Adding hemp provision to farm bill was key to passage, says Farm Bureau official

A top official with the American Farm Bureau Federation said Monday that Senate Majority Leader Mitch McConnell’s (R-Ky.) provision to legalize hemp played an instrumental role in passing the farm bill last month.

“That was key to getting the farm bill done,” Andrew Walmsley, director of congressional relations, told Hill.TV’s Krystal Ball during an interview. “At the end of the day that was a priority for leader McConnell.”

He said inclusion of the provision helped set the stage for expanding the hemp industry amid rising demand for cannabidiol (CBD) oil, which has become increasingly popular for treating common ailments like pain without the mind-altering effects of marijuana and certain pharmaceutical drugs.

“CBD oil is a big thing,” Walmsley said. “There’s a lot of products we utilize for hemp but we can’t grow it here. We can’t manufacture it and utilize American-grown products, so the farm bill changes that.”

President Trump signed the 2018 farm bill into law last month after it passed Congress with strong bipartisan support.

The bill will provide billions of dollars in aid to U.S. farmers hurt by the trade war with China. The legislation also includes a provision that effectively removes hemp from its long-held status as a Schedule I drug under the Controlled Substances Act.

McConnell has long advocated for legalizing hemp. He once called it the “bright spot in agriculture’s future.”

In the 2014 farm bill, McConnell helped pave the way for hemp cultivation pilot programs and commercial sales in his home state of Kentucky. More than 3,000 acres of hemp are now being grown across the state, and McConnell said the fiber brought in more than $16 million in product sales last year.

Walmsley said he isn’t sure whether the hemp market will boom over the next several years as predicted, but he remains hopeful. According to cannabis market research firm New Frontier Data, federal legalization could triple the overall hemp market to $2.5 billion by 2022.

“We always don’t want to overhype things. We don’t know what truly the market will look like, but farmers are going to start having the opportunity to start playing the hemp under certain conditions within their state and we’ll see if the market takes off,” Walmsley said.

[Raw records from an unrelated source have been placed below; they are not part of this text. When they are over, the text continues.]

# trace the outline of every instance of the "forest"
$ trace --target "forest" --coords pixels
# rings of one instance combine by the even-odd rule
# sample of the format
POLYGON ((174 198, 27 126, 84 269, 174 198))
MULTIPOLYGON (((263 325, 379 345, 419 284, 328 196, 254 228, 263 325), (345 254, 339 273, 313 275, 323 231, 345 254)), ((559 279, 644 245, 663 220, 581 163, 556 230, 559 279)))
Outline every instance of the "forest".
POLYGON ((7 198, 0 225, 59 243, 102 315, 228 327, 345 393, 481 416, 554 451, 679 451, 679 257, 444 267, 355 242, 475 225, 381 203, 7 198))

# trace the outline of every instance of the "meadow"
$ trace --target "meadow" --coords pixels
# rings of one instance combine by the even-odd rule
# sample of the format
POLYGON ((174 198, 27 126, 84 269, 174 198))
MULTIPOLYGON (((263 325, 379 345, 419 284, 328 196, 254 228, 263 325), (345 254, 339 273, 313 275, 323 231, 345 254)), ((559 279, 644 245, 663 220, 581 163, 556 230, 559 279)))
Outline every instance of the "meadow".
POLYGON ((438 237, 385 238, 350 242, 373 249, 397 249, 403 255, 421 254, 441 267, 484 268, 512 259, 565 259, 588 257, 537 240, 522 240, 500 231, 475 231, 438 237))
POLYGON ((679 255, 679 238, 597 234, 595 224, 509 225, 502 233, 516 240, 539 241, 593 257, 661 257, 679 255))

However, following the legalization of hemp, the Food and Drug Administration (FDA) issued a statement indicating that it could crackdown on products containing cannabis and cannabis-derived compounds like hemp.

FDA Commissioner Scott Gottlieb stressed that the agency reserves the right to regulate products containing cannabis and said it would take action against businesses making claims about the therapeutic potential of CBD products that haven’t been approved.